NA · Indonesia University · NCT05623007

Quick facts

What this trial studies

This study investigates the effects of probiotic supplementation and counseling on healthy eating and physical activity in overweight and obese adolescents aged 12-17 years who have received at least two doses of the CoronaVac® COVID-19 vaccine. The aim is to assess whether these interventions can improve gut microbiota, enhance immune response to SARS-CoV-2, and promote better health outcomes. Participants will be randomly assigned to receive either probiotics or placebo, alongside lifestyle counseling. The study is conducted in urban areas of Indonesia, focusing on the relationship between nutrition, infection, and immune health during adolescence.

Who should consider this trial

Why it matters

Potential benefit: If successful, this study could provide a novel approach to improving health and immune response in overweight adolescents, potentially reducing their risk of severe COVID-19 outcomes.

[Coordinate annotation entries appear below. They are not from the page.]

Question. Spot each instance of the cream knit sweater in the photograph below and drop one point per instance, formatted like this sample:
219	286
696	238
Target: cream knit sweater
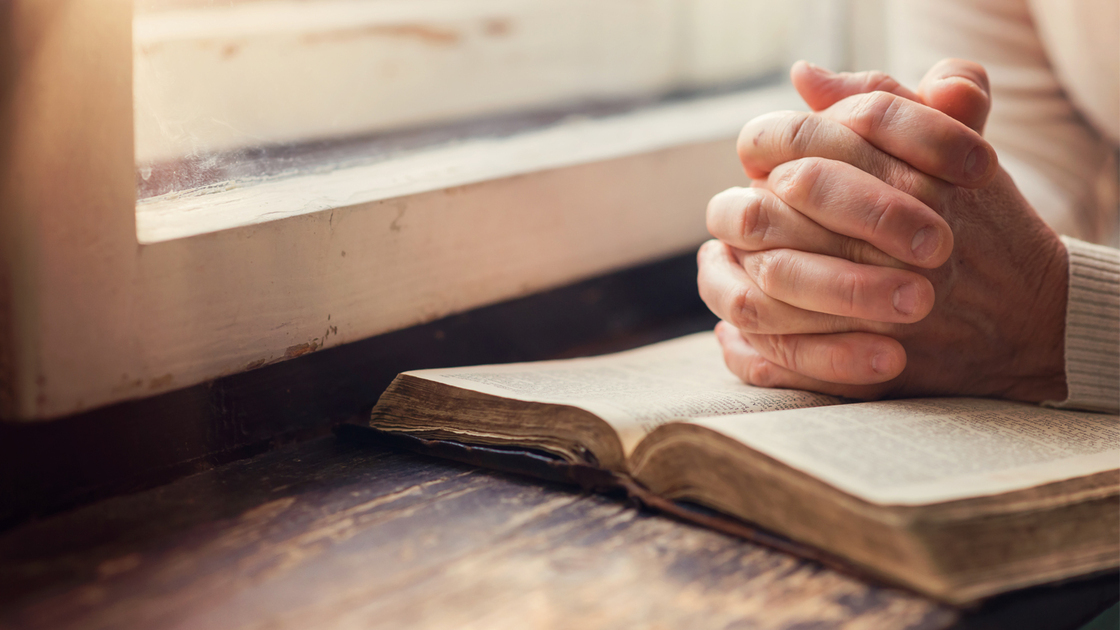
1055	80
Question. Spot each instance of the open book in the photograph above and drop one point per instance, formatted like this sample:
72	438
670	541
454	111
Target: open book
954	498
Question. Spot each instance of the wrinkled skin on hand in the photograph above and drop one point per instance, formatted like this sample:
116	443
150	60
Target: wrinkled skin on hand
882	250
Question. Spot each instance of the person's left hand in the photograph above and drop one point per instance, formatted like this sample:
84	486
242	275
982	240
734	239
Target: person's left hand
834	272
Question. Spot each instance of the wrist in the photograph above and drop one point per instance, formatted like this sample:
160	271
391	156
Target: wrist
1041	361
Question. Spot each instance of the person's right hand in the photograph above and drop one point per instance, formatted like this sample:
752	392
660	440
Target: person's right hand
834	274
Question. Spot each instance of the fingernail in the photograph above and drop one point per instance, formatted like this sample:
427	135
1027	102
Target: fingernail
976	164
905	298
925	243
817	68
882	363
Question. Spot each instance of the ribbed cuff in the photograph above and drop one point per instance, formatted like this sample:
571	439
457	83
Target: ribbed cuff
1092	329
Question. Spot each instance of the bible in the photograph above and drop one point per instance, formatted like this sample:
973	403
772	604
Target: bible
954	498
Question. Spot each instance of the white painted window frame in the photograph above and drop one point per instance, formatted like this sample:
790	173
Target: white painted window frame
90	314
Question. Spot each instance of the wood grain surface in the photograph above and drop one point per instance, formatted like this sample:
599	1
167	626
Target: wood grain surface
334	535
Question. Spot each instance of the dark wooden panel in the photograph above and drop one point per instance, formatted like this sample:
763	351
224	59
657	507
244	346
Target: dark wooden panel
334	535
47	466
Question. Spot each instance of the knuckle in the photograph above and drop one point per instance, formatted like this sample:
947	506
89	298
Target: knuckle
744	309
877	81
758	137
877	213
800	181
715	212
837	360
786	348
799	133
754	220
850	289
873	112
770	268
761	372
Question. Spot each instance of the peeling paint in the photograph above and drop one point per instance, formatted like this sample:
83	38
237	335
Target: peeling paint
160	382
496	27
301	349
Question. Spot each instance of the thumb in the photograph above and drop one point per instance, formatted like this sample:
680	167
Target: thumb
821	89
959	89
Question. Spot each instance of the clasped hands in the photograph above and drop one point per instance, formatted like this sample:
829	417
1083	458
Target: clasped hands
882	250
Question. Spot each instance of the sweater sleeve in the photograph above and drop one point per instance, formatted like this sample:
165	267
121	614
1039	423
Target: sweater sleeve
1092	327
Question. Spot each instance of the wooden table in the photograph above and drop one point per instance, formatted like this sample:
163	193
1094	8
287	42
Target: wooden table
335	535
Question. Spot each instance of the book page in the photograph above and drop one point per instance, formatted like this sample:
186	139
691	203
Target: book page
636	390
915	452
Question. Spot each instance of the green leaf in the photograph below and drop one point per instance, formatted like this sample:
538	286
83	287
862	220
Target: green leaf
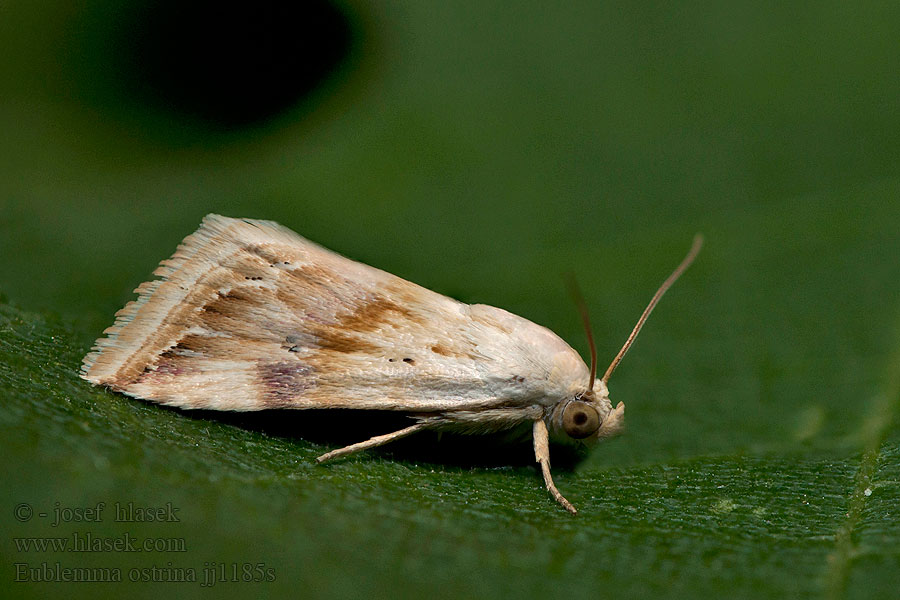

How similar studies have performed: While there is limited evidence specifically addressing probiotics in this context, previous studies have shown potential benefits of probiotics in improving health outcomes in overweight adolescents.

Eligibility criteria

Inclusion Criteria:

1. living in Jakarta, Surabaya, and Yogyakarta City for at least 6 months permanently;
2. apparently healthy;
3. male and female, age 12-17 years old;
4. overweight or obese (BMI-for-age z-score \>+1SD);
5. have completed at least two dosages of COVID-19 vaccine, the vaccine must be CoronaVac® (Sinovac);
6. minimal 6 months post vaccinated prior to recruitments.
7. parents willing to sign the informed consent and adolescents give informed assent;
8. Must have an active health insurance, for instance BPJS or similar health insurance.

Exclusion Criteria:

1. having a history of COVID-19 infection within the last month confirmed by PCR or antigen from health care facilities or independent laboratory;
2. having a history of chronic and non-communicable diseases, congenital diseases, and disabilities;
3. reported current diagnosed as suspected active Tuberculosis (primary lung TB, miliary TB, bleeding cough bone TB, meningitis TB);
4. having a history of gastrointestinal or malabsorption disorder (such as celiac disease and inflammatory bowel disease) within the last three months or during the study;
5. taking antibiotics during 2 weeks before the start of the study (adolescents will be included after 3 weeks of last antibiotic intake);
6. taking other medications or having diseases that may influence the immune response - i.e. immune deficiencies, immunosuppressants medications, blood transfusion or other blood products;
7. taking insulin and/or anti-dyslipidemia medication;
8. being pregnant and/or breastfeeding.

Where this trial is running

Jakarta Pusat, DKI Jakarta

• Department of Nutrition (FKUI-RSCM); and Human Nutrition Research Center, Indonesian Medical Education Research Institute (HNRC-IMERI) Faculty of Medicine, Universitas Indonesia — Jakarta Pusat, DKI Jakarta, Indonesia (RECRUITING)

Study contacts

• Principal investigator: Rina Agustina, PhD — Dep of Nutrition and Human Nutrition Research Center, IMERI, Fac of Medicine Universitas Indonesia
• Study coordinator: Rina Agustina, PhD
• Email: dr.rinaagustina@gmail.com
• Phone: +622129189160

How to participate

1. Review the eligibility criteria above with your treating physician.
2. Visit the official trial page on ClinicalTrials.gov for the most current contact information and recruitment status.
3. Contact the listed study coordinator or principal investigator to request pre-screening. Pre-screening is free and never obligates you to enroll.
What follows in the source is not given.